Scrapping long-term gigabit goal

The most recent Section 706 report, released in March 2024 after a 3–2 vote, also raised the FCC's Internet speed benchmark to 100Mbps download speeds and 20Mbps upload speeds. The previous benchmark of 25Mbps downstream and 3Mbps upstream had been in place for nine years.

Under then-Chairwoman Jessica Rosenworcel, the FCC additionally set a "long-term speed goal" of 1Gbps download speeds with 500Mbps upload speeds. Carr's proposal would abolish that long-term goal.

"As part of our return to following the plain language of section 706, we propose to abolish without replacement the long-term goal of 1,000/500Mbps established in the 2024 Report," Carr's plan said. "Not only is a long-term goal not mentioned in section 706, but maintaining such a goal risks skewing the market by unnecessarily potentially picking technological winners and losers."

Fiber networks can already meet a 1,000/500Mbps standard, and the Biden administration generally prioritized fiber when it came to distributing grants to Internet providers. The Trump administration changed grant-giving procedures to distribute more funds to non-fiber providers such as Elon Musk's Starlink satellite network.

Carr's proposal alleged that the 1,000/500Mbps long-term goal would "appear to violate our obligation to conduct our analysis in a technologically neutral manner," as it "may be unreasonably prejudicial to technologies such as satellite and fixed wireless that presently do not support such speeds."

100/20Mbps standard appears to survive

When the 100/20Mbps standard was adopted last year, Carr alleged that "the 100/20Mbps requirement appears to be part and parcel of the Commission's broader attempt to circumvent the statutory requirement of technological neutrality." It appears the Carr FCC will nonetheless stick with 100/20Mbps for measuring availability of fixed broadband. But his plan would seek comment on that approach, suggesting a possibility that it could be changed.

"We propose to again focus our service availability discussion on fixed broadband at speeds of 100/20Mbps and seek comment on this proposal," the plan said.

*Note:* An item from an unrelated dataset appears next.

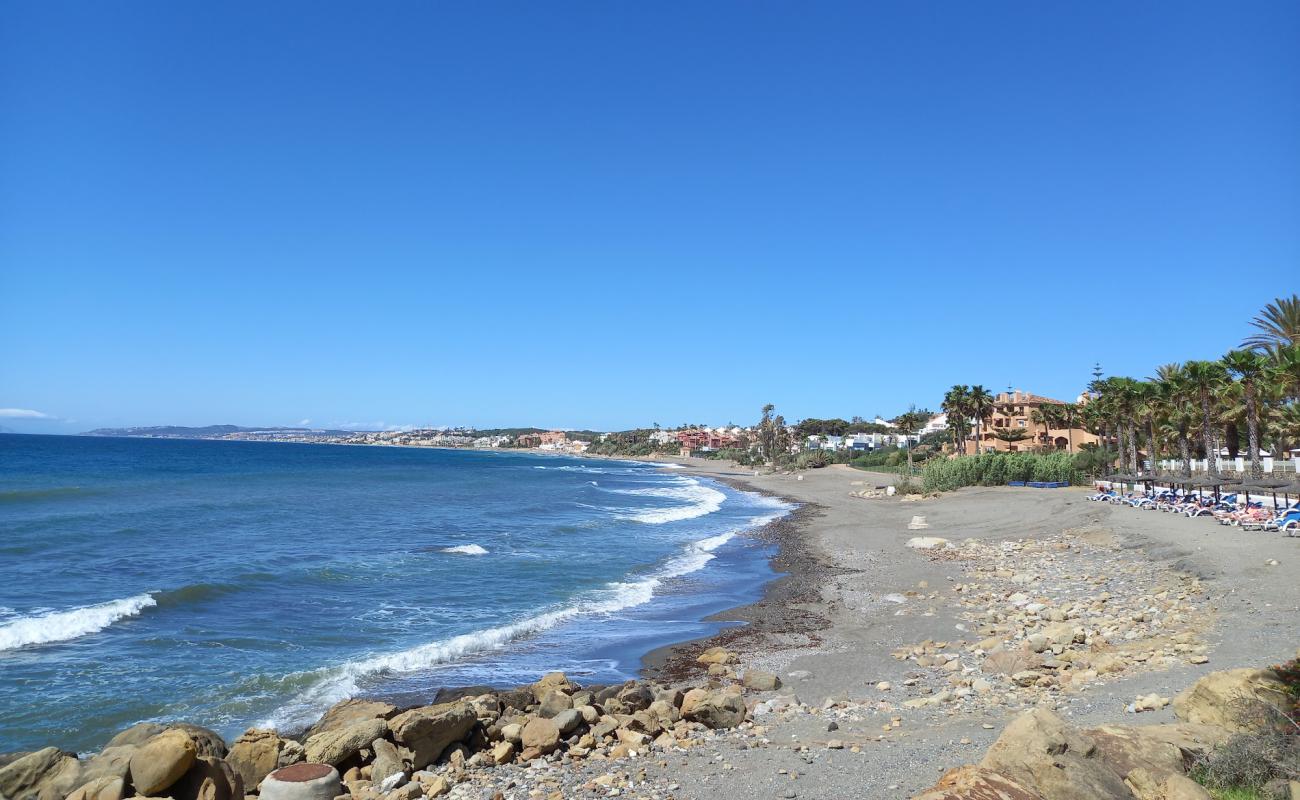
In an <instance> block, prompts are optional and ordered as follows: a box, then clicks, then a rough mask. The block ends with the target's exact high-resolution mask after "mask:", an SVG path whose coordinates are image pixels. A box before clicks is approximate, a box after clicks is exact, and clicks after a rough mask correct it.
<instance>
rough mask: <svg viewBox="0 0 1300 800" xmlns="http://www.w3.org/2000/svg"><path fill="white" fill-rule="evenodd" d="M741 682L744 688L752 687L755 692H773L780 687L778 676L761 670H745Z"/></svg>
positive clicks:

If any regulatory changes are spurred by Carr's deployment inquiry, they would likely be to eliminate regulations instead of adding them. Carr has been pushing a "Delete, Delete, Delete" initiative to eliminate rules that he considers unnecessary, and his proposal asks for comment on broadband regulations that could be removed.

"Are there currently any regulatory barriers impeding broadband deployment, investment, expansion, competition, and technological innovation that the Commission should consider eliminating?" the call for comment asks.